Luiz Cuschnir: Acho que não é tão inconsciente assim. Já tem espaço na consciência masculina para tais atos, ou experiências que antigamente eram consideradas tipicamente femininas em nossa cultura. O homem está descobrindo prazer em alimentar sua família, em prover vida como você disse. Não há nada de errado com isso, é uma ampliação das capacidades masculinas de prover amor e se auto cuidar.
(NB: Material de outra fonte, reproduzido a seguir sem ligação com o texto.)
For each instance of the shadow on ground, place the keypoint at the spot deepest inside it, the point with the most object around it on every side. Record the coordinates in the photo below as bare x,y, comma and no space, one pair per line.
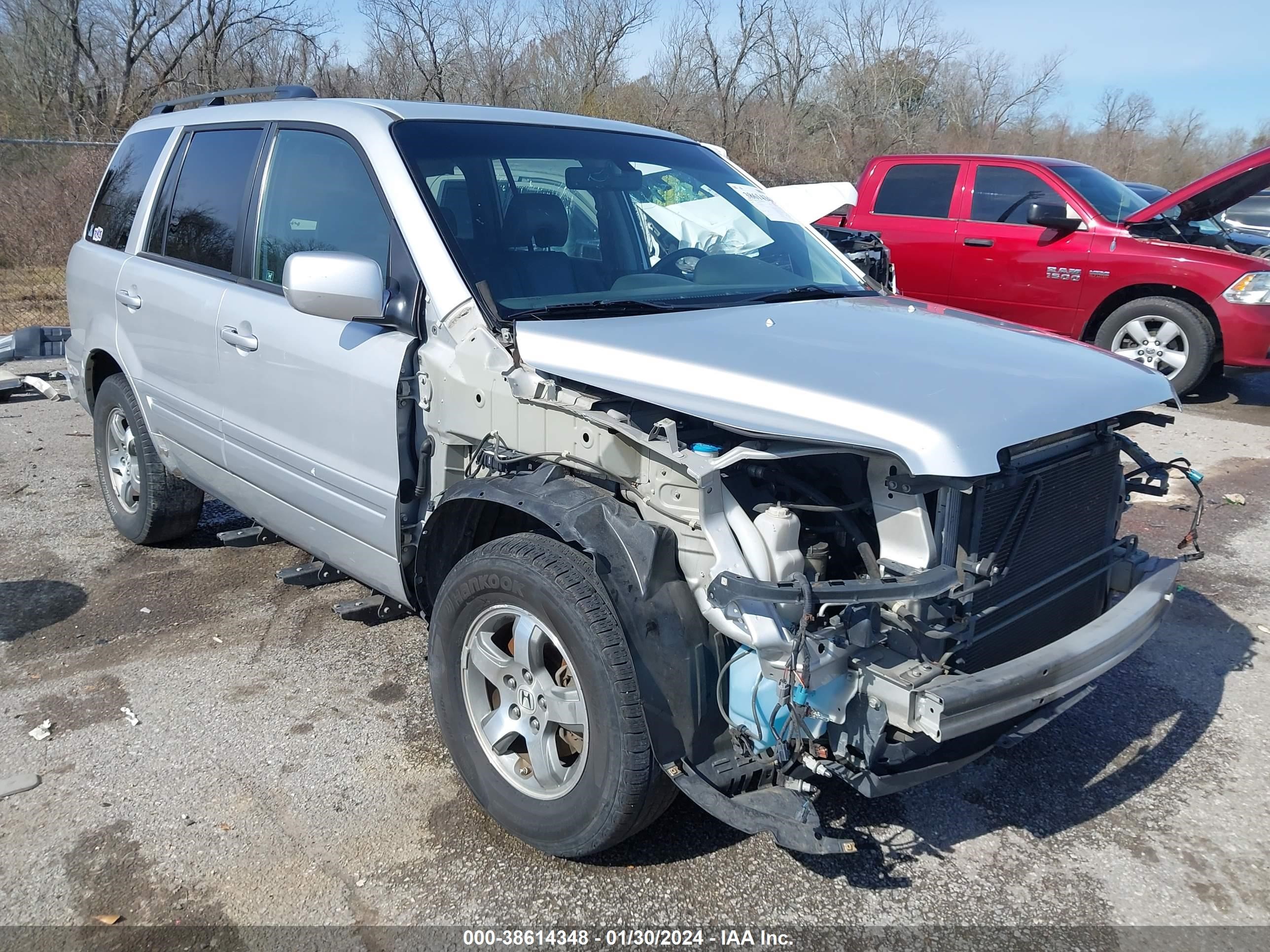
36,603
1235,386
Fernando Lara: Através das primeiras entrevistas, tem sido possível perceber que o homem só cozinha em ocasiões especiais, por hobby, prepara pratos sofisticados e não gosta de lavar os pratos. Além disso, não “limita” o sabor de seus pratos tentando buscar uma alimentação mais saudável – usa quantidades maiores de ingredientes “perigosos” do que as mulheres. é possível afirmar, à partir dessas constatações, que a relação do homem com a culinária é pautada pela busca do prazer?

Luiz Cuschnir: A relação do ser humano com a vida é uma eterna busca do prazer. Como já citei em respostas anteriores, o homem na culinária não está buscando imitar a mulher, mas sim se expressar e ampliar seus campos de atuação. Por isso, não espere que os homens sigam os padrões culinários femininos, eles irão fazer as receitas ao seu próprio modo. Comidas com temperos e níveis de gordura que lhes sejam agradáveis. No entanto o “novo homem” também se preocupa com a sua saúde e aparência física, o que lhe dá condições de balancear de uma forma adequada os diversos elementos da culinária.